Reason 3, A non-electric car is parked in the charging bay. This one gets a lot of press in the electric car community and it is egregious. What can you do, honestly, if you get to a charger and there is no way you can reach it because someone has been an inconsiderate a-hole and parked a petrol or diesel car in the bay? Imagine the flip side and if an electric car driver parked up at the petrol pump at Tesco and then went shopping. I suspect the car would be towed away fairly promptly. The same does not happen with iceing (iceing is where an Internal Combustion Engine car is parked in a charging bay). There are sometimes car parks that will ticket a car that is parked at a charger inappropriately but these seem rare.  It seems to help if the bays are properly marked and painted an obviously different colour. It can help if traffic cones are put in the bays. Most EV drivers will be quite happy to move a cone to get to a charger. In some cases, I suspect that even these methods will fail to deter the icer….. Why is this? Possibly they are just being a bit obnoxious and think it’s funny. Perhaps they feel they have a genuine grievance against the rise of electric cars. I think in some cases they just feel entitled because the bay happens to be nearer the front of the car park. I am honestly not sure and would need to have a chat with someone who regularly does this to find out. Please leave a comment if you have any other ideas.

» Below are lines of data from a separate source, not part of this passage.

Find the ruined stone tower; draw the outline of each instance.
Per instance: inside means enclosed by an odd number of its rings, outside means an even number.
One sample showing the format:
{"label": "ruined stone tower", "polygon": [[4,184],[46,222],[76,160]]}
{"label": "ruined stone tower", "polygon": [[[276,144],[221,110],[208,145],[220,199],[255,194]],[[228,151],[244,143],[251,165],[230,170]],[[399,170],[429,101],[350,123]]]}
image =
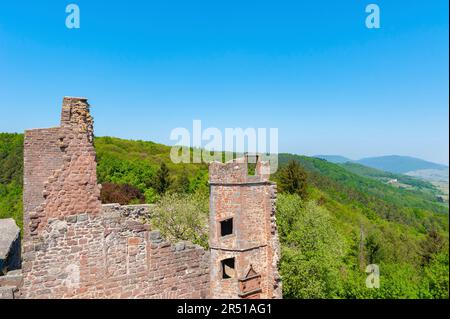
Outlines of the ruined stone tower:
{"label": "ruined stone tower", "polygon": [[249,156],[210,164],[212,298],[281,298],[275,223],[276,185],[270,163]]}
{"label": "ruined stone tower", "polygon": [[[63,100],[61,125],[25,132],[23,284],[13,298],[280,298],[270,163],[211,163],[210,250],[170,243],[149,205],[102,205],[93,119]],[[11,295],[11,294],[10,294]],[[1,297],[1,295],[0,295]]]}

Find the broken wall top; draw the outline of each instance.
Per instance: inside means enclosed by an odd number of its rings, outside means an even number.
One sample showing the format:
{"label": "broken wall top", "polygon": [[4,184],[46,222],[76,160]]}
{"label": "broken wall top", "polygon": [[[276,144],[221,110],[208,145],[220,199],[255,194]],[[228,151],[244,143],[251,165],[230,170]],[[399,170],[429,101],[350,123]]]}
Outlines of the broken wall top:
{"label": "broken wall top", "polygon": [[65,97],[60,127],[25,131],[25,238],[48,218],[100,212],[93,123],[86,98]]}
{"label": "broken wall top", "polygon": [[[252,175],[249,174],[250,165],[255,165]],[[270,162],[262,161],[260,156],[245,155],[226,163],[215,161],[209,165],[209,182],[212,185],[272,183],[269,178]]]}

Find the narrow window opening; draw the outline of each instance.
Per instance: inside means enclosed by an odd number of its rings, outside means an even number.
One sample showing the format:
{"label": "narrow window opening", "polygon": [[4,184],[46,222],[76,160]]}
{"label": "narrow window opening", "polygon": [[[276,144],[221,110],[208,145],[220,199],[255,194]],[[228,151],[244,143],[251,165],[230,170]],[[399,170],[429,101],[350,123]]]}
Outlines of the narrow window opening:
{"label": "narrow window opening", "polygon": [[256,163],[258,162],[257,155],[247,155],[247,174],[249,176],[256,175]]}
{"label": "narrow window opening", "polygon": [[222,279],[234,278],[235,276],[234,258],[222,260]]}
{"label": "narrow window opening", "polygon": [[220,235],[226,236],[233,233],[233,218],[229,218],[220,222]]}

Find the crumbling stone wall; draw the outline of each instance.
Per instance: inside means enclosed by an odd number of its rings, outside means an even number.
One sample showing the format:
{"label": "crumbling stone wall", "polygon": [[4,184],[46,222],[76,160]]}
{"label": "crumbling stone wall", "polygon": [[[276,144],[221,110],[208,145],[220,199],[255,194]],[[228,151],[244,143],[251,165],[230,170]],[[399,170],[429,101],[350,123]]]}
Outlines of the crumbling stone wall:
{"label": "crumbling stone wall", "polygon": [[[33,194],[24,194],[30,236],[41,232],[49,218],[100,213],[93,120],[86,99],[64,98],[58,129],[25,132],[24,158],[24,184]],[[46,177],[40,164],[50,173]]]}
{"label": "crumbling stone wall", "polygon": [[24,157],[22,298],[209,296],[207,251],[163,240],[145,206],[102,207],[86,99],[64,99],[59,128],[27,131]]}
{"label": "crumbling stone wall", "polygon": [[170,244],[130,211],[104,205],[100,215],[50,219],[42,243],[26,252],[23,298],[206,298],[208,253]]}
{"label": "crumbling stone wall", "polygon": [[0,296],[280,298],[269,171],[258,161],[249,176],[247,157],[212,163],[210,250],[171,244],[143,222],[149,205],[101,205],[89,104],[64,98],[60,127],[25,132],[23,284]]}
{"label": "crumbling stone wall", "polygon": [[[280,248],[275,222],[276,185],[270,163],[258,160],[248,173],[248,156],[210,164],[210,284],[213,298],[281,298]],[[222,234],[232,220],[231,234]],[[223,262],[234,273],[224,278]],[[228,268],[230,268],[228,266]]]}
{"label": "crumbling stone wall", "polygon": [[[30,223],[30,212],[44,201],[44,185],[48,178],[63,164],[63,152],[59,146],[60,128],[25,131],[24,140],[24,225]],[[24,237],[29,238],[30,227],[24,227]]]}

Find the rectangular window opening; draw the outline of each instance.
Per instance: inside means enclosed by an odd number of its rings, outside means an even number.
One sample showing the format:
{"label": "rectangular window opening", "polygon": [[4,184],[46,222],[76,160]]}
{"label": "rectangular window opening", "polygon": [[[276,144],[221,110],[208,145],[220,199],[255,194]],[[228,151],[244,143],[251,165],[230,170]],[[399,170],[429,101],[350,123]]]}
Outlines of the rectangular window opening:
{"label": "rectangular window opening", "polygon": [[234,258],[222,260],[222,279],[234,278],[236,271],[234,270]]}
{"label": "rectangular window opening", "polygon": [[225,219],[220,222],[220,235],[226,236],[233,234],[233,218]]}
{"label": "rectangular window opening", "polygon": [[258,163],[257,155],[247,155],[247,174],[249,176],[256,175],[256,163]]}

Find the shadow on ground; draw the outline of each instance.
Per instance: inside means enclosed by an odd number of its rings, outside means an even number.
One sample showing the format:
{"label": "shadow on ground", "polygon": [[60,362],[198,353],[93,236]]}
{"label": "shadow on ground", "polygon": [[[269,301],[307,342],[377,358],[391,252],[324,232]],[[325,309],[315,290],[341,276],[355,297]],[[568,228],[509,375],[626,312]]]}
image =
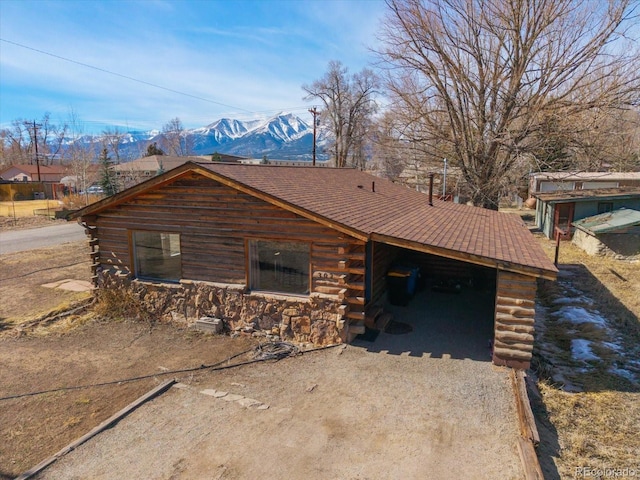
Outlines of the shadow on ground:
{"label": "shadow on ground", "polygon": [[535,386],[532,388],[529,382],[527,383],[531,410],[533,411],[536,428],[540,435],[540,444],[536,448],[540,468],[542,468],[545,480],[560,480],[562,477],[554,461],[554,458],[558,458],[561,455],[558,430],[556,430],[556,427],[549,420],[549,411],[538,389]]}

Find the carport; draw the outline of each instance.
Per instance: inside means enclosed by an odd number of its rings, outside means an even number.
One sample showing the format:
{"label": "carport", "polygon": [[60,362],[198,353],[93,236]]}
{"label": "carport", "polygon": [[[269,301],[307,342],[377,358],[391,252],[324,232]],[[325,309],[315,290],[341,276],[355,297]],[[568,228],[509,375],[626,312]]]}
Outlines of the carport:
{"label": "carport", "polygon": [[[528,368],[533,351],[537,278],[555,275],[531,268],[529,265],[535,260],[523,258],[516,264],[495,258],[504,257],[505,252],[512,258],[514,253],[525,252],[520,245],[509,248],[509,240],[526,227],[515,223],[509,227],[502,235],[506,248],[500,244],[484,248],[487,253],[495,253],[493,258],[399,237],[376,236],[378,241],[371,242],[368,248],[369,311],[379,312],[382,307],[394,321],[408,324],[411,331],[401,335],[381,333],[380,340],[367,345],[367,349],[492,360],[498,365]],[[491,240],[500,239],[495,233]],[[441,238],[451,243],[450,239]],[[482,243],[476,247],[478,250],[483,250]],[[397,266],[420,272],[415,294],[406,305],[390,301],[389,272]]]}
{"label": "carport", "polygon": [[[401,248],[391,248],[388,253],[394,260],[387,271],[393,269],[393,265],[417,267],[420,278],[415,294],[406,305],[394,304],[387,285],[378,305],[391,315],[378,323],[383,331],[375,342],[366,345],[367,349],[490,361],[497,271]],[[389,317],[393,322],[409,325],[411,331],[399,333],[393,328],[395,324],[387,323]],[[385,325],[391,327],[386,332]]]}

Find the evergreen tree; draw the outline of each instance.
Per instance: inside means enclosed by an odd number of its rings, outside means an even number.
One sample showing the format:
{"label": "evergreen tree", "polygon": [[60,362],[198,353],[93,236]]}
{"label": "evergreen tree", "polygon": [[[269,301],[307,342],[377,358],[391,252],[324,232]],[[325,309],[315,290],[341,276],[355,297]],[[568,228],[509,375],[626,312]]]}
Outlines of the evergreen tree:
{"label": "evergreen tree", "polygon": [[158,147],[156,142],[149,144],[145,157],[151,157],[153,155],[164,155],[164,150]]}
{"label": "evergreen tree", "polygon": [[100,186],[107,195],[118,193],[118,180],[116,172],[113,170],[113,162],[107,154],[107,149],[103,148],[100,154]]}

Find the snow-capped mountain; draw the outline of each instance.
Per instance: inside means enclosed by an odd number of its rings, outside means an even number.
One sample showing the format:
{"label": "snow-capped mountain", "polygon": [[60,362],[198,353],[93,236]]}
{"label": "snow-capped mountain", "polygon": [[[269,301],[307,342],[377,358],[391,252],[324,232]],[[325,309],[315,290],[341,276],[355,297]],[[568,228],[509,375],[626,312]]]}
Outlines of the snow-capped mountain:
{"label": "snow-capped mountain", "polygon": [[291,113],[265,121],[223,118],[188,134],[197,155],[218,152],[252,158],[310,158],[313,143],[312,127]]}
{"label": "snow-capped mountain", "polygon": [[[313,148],[313,126],[291,113],[280,113],[266,120],[241,121],[221,118],[204,127],[184,132],[194,155],[227,153],[250,158],[303,160],[311,159]],[[322,147],[326,144],[322,128],[318,129],[316,140],[317,156],[326,158]],[[104,138],[77,139],[82,143],[91,142],[102,148]],[[142,156],[151,143],[162,148],[163,135],[158,130],[149,132],[127,132],[120,141],[121,159]],[[169,152],[167,152],[169,153]]]}

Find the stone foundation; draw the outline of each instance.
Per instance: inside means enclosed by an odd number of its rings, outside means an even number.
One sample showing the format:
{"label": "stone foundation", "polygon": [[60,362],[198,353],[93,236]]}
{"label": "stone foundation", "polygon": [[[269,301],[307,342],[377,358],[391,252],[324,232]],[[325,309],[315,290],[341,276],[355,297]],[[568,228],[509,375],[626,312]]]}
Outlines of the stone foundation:
{"label": "stone foundation", "polygon": [[572,242],[589,255],[609,256],[618,260],[640,257],[640,227],[630,228],[624,233],[603,233],[598,236],[576,229]]}
{"label": "stone foundation", "polygon": [[150,283],[106,272],[99,283],[99,288],[133,293],[142,309],[158,321],[192,325],[201,317],[217,317],[231,332],[264,332],[314,345],[342,343],[346,336],[341,302],[329,295],[250,293],[244,285],[207,282]]}

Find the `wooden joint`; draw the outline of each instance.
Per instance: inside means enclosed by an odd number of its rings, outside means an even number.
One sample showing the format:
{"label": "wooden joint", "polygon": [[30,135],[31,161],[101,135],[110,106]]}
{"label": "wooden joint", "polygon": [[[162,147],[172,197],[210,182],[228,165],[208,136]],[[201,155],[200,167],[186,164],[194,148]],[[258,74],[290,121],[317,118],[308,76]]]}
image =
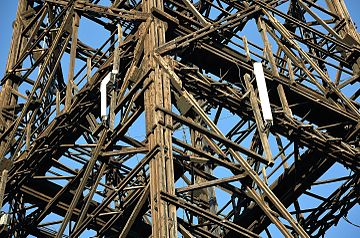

Then we have the worst possible situation, an electric car that is parked in a bay and not plugged in. This is truly bad, rude behaviour and as a community we should try to educate others about not doing this. DON’T BE THIS PERSON…

What are the solutions?

Having dedicated forecourts for charging would go a long way to mitigate this. No one thinks that the petrol station is a car park, so making charging bays look like them could certainly help. The new charging hubs in Dundee are a great example of a multi-rapid charging area that looks rather a lot like a petrol station but makes use of previously derelict land. You are unlikely to get people iceing these chargers because it probably just isn’t a particularly convenient place to park.

You could ensure that there are more than one charger in a location. I like the Polar rapids rather a lot but they do tend to be single units which sometimes require informing a hotel reception or you get a fine. This puts me off because I am worried I will get there and not be able to plug in. Some Ecotricity sites also only have a single rapid, such as Rownham services West. Have a set of 7KW fast chargers in the same location as the rapid. That way, if there is a queue you can at least put a bit in while you are waiting.

Another thing that we can do as drivers, is use something like the Spark+Volt window cards which give your number in case someone else needs the charger. Or the timer discs that are used in Scotland. Also checking into a service like Plugshare, through which other drivers can contact you without giving away any of your personal details. Of course these would need to be used by most drivers before it would ever become useful, most drivers probably wouldn’t.

I am really interested to hear any other ideas about how to improve this for the whole EV community. What are good ways to make this better?






2 responses to “The problem of iceing”

  1. Leanne Roberts avatar
    Leanne Roberts

    If you see a 40kw Zoe charging and they’ve only just started charging, move on! You don’t want to be waiting approximately 40 minutes.

    1. avatar

      I’ve really never understood why Renault chose not to install rapid charge ports on the Zoe. The standard 22KW AC port really isn’t sufficient when you have a 40KWh battery. I have heard a rumour that the 2019 model will have a CCS connector which should make a massive difference.